Don’t perform computed tomography or blood work in the evaluation of a patient with sudden sensorineural hearing loss (SSNHL) given its presumed viral etiology [3]

According to the American Academy of Otolaryngology - Head and Neck Surgery, sudden sensorineural hearing loss (SSNHL) is defined as a rapid-onset subjective sensation of hearing impairment occurring over a 72-h period. The audiometric criterion required for the diagnosis of SSNHL is the loss of at least 30 dB affecting three consecutive frequencies, without an identifiable underlying condition after thorough history and physical examination.

Blood work which typically would consist of a CBC, differential and electrolytes along with an autoimmune panel are often normal and would not change initial clinical management if abnormal. The CT scan which is done to rule out central causes is not sensitive enough to pick up most cases of retrocochlear pathology. MRI scans should be considered instead. If verified to be sensorineural with audiometric testing, urgent treatment with steroid therapy can be initiated. There is no role for antiviral treatment, thrombolytics or vasoactive substances.

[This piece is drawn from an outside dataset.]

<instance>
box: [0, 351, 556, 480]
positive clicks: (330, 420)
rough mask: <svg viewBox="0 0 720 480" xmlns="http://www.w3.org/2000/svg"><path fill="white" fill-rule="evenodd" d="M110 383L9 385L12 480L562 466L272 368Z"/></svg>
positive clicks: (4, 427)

Don’t perform auditory brainstem responses (ABR) in patients with asymmetrical hearing loss. Asymmetrical hearing loss is defined as bone conduction threshold difference of: (a) 20 dB threshold difference at a single frequency, (b) 15 dB threshold difference at 2 frequencies, (c) 10 dB threshold difference at 3 frequencies [4,5,6]

If there is no obvious cause of the asymmetry such as unilateral trauma or unilateral noise exposure like gun blasts, a MRI should be ordered. MRI scans are superior in sensitivity for detecting retrocochlear pathologies such as vestibular schwannoma when compared to ABR testing.

Don’t use oral antibiotics as a first line treatment for patients with painless ear drainage associated with a tympanic membrane perforation or tympanostomy tube unless there is evidence of developing cellulitis in the external ear canal skin and pinna [7,8,9,10]

First line therapy constitutes a short course of topical antibiotic/steroid drops. The potential ototoxicity of any topical medication entering the middle ear space should be considered in selecting an appropriate agent. Where available, fluoroquinolone combination preparations (e.g., ciprofloxacin and dexamethasone) should be used as a first choice and caution should be exercised in using topical aminoglycosides. Microdebridement and further assessment should be considered in the following circumstances: (a) failure to respond after a 7 day course, or (b) where follow up does not permit a clear view of a normal tympanic membrane allowing the exclusion of more sinister middle ear disease such as cholesteatoma.

Don’t perform particle repositioning maneuvers (Epley or Semont) without a clinical diagnosis of posterior semicircular canal benign paroxysmal positional vertigo in the affected ear [11]

Posterior semicircular canal benign paroxysmal positional vertigo (BPPV) should be diagnosed and confirmed with a positive Dix-Hallpike test, and only then should a particle repositioning maneuver be performed. If a patient with positional vertigo has a Dix-Hallpike test that is repeatedly negative or results in atypical nystagmus, less common BPPV variants or central positional vertigo should be considered.

Discussion

These statements represent best practice recommendations based on expert opinion and a thorough vetting of the available literature. However, it is important to understand that these recommendations serve as a guideline for discussion between physicians and patients, and should not be interpreted as “rules”. Furthermore, these recommendations are not meant to be used to establish coverage decisions or payments by insurers. The physician must determine carefully evaluate each specific clinical encounter in order to provide the best management for the patient.